|NATO Approves Changes to KFOR and SFOR|
NATO Approves Changes to KFOR and SFOR
Source: NATO Press Release (2002)064. Brussels, Belgium, May 10, 2002.
NATO is adapting its military presence in the Balkans to reflect the improving security environment in the region. NATO's North Atlantic Council, after full consultation with the Stabilisation Force (SFOR) and Kosovo Force (KFOR) contributing nations, today approved a series of changes to the NATO-led SFOR and KFOR missions in Bosnia-Herzegovina and Kosovo which will introduce amore regional approach, increasing efficiency and allowing reductions in force numbers.

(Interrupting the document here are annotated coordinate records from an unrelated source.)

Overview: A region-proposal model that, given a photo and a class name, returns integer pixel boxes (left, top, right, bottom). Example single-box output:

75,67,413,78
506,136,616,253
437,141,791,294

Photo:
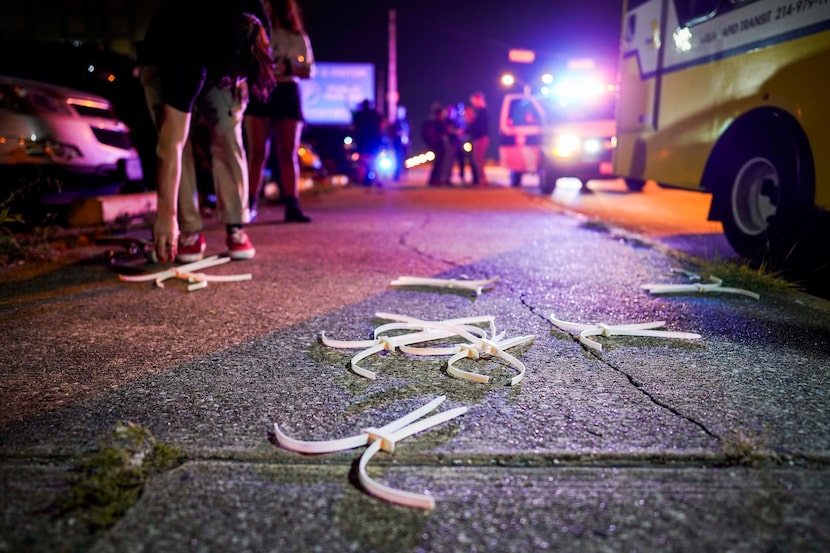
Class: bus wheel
510,171,522,188
625,179,646,192
720,144,803,266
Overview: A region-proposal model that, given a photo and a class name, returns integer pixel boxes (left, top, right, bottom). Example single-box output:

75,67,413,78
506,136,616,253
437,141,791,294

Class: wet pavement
0,170,830,552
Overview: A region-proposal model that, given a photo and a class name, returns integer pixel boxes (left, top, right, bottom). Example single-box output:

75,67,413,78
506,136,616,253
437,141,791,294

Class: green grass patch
684,259,800,294
57,422,183,531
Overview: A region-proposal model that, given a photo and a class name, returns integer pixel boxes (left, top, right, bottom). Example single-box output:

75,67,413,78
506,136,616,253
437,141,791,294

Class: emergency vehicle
499,58,616,194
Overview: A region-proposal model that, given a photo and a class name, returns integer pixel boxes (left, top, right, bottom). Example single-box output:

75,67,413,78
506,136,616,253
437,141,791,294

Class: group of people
136,0,314,263
421,92,490,186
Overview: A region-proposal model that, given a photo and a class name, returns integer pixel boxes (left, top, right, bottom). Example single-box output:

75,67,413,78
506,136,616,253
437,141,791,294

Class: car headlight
582,138,602,154
553,134,582,157
21,140,83,161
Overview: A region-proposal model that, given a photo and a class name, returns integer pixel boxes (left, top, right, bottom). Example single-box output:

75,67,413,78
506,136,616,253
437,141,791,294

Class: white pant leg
195,82,250,224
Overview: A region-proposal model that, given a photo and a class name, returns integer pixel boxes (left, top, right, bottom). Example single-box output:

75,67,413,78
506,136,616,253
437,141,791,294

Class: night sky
300,0,622,149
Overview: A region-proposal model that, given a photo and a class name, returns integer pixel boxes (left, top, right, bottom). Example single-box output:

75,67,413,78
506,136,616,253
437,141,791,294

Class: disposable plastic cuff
550,315,701,351
118,255,253,292
641,276,761,300
274,396,467,509
390,276,499,296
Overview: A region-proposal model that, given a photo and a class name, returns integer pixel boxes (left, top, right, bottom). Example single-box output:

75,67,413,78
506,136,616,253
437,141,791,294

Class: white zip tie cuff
390,276,499,296
321,312,535,386
118,255,253,292
274,396,467,509
550,315,701,351
641,273,761,300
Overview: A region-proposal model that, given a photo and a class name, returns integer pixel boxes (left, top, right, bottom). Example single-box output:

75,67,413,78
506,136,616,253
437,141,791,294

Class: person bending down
136,0,276,262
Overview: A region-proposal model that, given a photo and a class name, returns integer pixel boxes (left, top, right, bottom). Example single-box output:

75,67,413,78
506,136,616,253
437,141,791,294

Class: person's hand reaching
153,216,179,263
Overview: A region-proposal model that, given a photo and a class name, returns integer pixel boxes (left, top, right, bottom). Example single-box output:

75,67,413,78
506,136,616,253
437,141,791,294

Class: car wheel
625,179,646,192
510,171,522,188
716,135,809,267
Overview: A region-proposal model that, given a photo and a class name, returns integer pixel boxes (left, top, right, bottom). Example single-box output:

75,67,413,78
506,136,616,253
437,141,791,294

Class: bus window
613,0,830,267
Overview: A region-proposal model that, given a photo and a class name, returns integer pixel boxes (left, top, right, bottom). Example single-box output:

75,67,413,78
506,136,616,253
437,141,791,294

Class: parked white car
0,76,143,204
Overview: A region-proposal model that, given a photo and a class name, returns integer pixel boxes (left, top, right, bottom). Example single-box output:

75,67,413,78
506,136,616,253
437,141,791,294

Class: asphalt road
0,170,830,553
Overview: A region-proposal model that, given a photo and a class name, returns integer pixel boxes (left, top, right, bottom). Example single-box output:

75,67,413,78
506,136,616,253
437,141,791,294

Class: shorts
245,81,303,121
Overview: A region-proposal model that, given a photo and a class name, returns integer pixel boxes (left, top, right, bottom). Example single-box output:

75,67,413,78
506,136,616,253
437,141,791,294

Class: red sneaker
228,229,256,260
176,232,207,263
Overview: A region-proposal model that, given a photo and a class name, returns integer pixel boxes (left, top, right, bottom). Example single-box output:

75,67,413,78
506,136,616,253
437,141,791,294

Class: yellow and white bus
614,0,830,264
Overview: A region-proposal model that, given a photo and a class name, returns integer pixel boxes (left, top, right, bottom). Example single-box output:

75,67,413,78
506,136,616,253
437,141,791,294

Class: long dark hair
240,13,277,102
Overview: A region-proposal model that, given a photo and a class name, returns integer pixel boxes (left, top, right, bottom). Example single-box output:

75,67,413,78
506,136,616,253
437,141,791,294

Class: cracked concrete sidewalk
0,183,830,552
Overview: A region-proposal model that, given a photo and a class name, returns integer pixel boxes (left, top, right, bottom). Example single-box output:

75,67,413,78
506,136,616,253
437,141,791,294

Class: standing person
441,104,464,186
352,99,384,184
467,91,490,186
421,102,447,186
391,106,411,182
245,0,314,223
136,0,275,262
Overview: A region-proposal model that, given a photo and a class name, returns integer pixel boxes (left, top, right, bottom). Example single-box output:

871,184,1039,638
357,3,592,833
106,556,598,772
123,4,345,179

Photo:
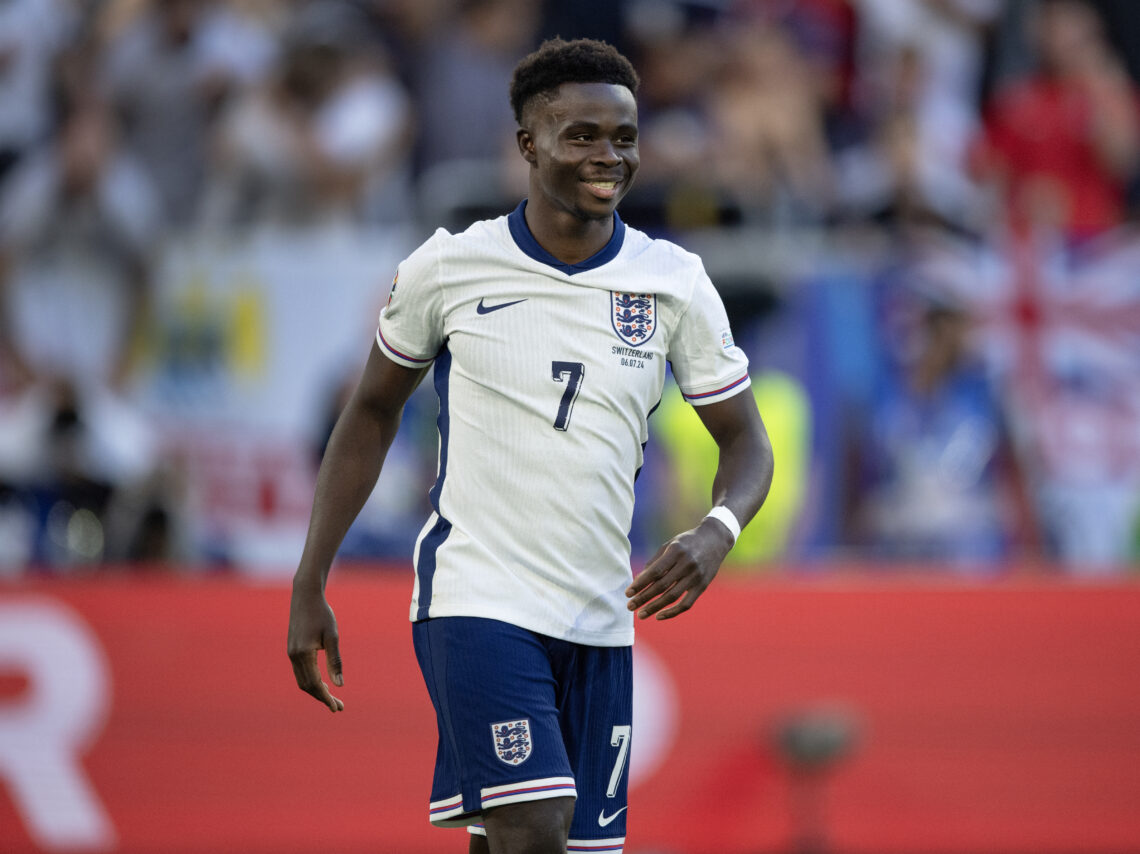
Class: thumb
325,635,344,688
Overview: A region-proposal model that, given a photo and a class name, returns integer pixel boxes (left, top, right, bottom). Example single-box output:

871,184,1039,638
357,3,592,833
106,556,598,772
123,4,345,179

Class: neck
526,202,613,263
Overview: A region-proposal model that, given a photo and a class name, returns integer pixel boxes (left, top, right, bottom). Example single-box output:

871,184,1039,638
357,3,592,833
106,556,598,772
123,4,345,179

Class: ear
515,128,538,164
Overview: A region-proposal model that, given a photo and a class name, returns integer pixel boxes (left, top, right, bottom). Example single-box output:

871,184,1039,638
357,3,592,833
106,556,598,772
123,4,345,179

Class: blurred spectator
708,23,833,223
0,0,74,184
978,0,1140,237
848,293,1028,570
0,64,171,563
204,1,412,228
414,0,539,170
837,0,1000,229
413,0,540,229
104,0,276,227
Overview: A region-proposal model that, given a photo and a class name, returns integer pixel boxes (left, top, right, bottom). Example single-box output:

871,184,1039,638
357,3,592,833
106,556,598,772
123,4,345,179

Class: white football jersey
376,202,749,646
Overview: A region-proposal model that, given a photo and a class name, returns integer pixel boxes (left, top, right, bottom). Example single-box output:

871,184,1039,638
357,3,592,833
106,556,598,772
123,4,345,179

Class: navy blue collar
507,198,626,276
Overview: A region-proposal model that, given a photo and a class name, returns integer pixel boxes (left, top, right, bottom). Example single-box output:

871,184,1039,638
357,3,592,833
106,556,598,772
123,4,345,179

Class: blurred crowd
0,0,1140,574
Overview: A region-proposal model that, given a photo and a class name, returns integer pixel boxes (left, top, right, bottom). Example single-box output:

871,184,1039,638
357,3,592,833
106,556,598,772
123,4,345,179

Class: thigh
559,646,633,852
413,617,576,827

NATO's commitment to the security of the region remains as firm as ever. These changes reflect the success of International Community efforts, and those of political leaders in the region, which have led to a great improvement in the security situation in the Balkans. They are also the result of NATO’s continuing efforts to adapt its presence to best meet current requirements. In particular these changes will allow NATO forces to better contribute to International Community efforts to address regional issues such as refugee flows, border security, rule of law and extremism across all operational areas.
The changes follow recommendations from the Spring 2002 Six-Month Review by the NATO Military Authorities, aimed at taking a more regional approach to SFOR and KFOR operations. Since the first deployment of SFOR and KFOR, the security environment in the Joint Operations Area has improved considerably and the NATO-led missions have been crucial to the region's increasing stability.
In light of the evolving security environment it is now appropriate to create lighter, more mobile and flexible forces, that will not only be more cost effective, but will also be able to meet current challenges effectively. As a part of this process the NATO Military Authorities will develop areserve force concept to complement the Alliance's in place force posture. These changes will be implemented over the next 12 months and should be completed by mid-2003.
Although NATO is adopting a more regional approach where appropriate, it is important to realise that each operational area has its own unique qualities and security needs. Thus, distinct mandates for each of NATO’s missions will remain, with their specific tasks and objectives. At the same time, the new structures will enable SFOR and KFOR to meet remaining challenges more effectively and efficiently, especially at a regional level.
SFOR in Bosnia and Herzegovina will be reduced from 19000 troops to approximately 12000 by the end of 2002. KFOR in Kosovo will reduce the number of brigade headquarters, with the current troop level of 38000 cut by 4800. NATO and its allies in SFOR and KFOR remain committed to fulfilling their responsibilities to contribute to the maintenance of security and stability in the Balkans.
The relationships we have established with other international organisations in the region also remain vital to the work of SFOR and KFOR. We will continue to work closely with these organisations to achieve our shared objectives of peace, stability, prosperity and respect for human rights.
Commenting on the changes, NATO's Secretary General, Lord Robertson, said, "These changes will help us build on success. Since we first sent forces to the Balkans much has changed and improved, and we are changing with them. What hasn't changed though is our determination to work with the people of the region to build peace and prosperity together. Make no mistake these forces will still be robust enough, tough enough and flexible enough to maintain a safe and secure environment".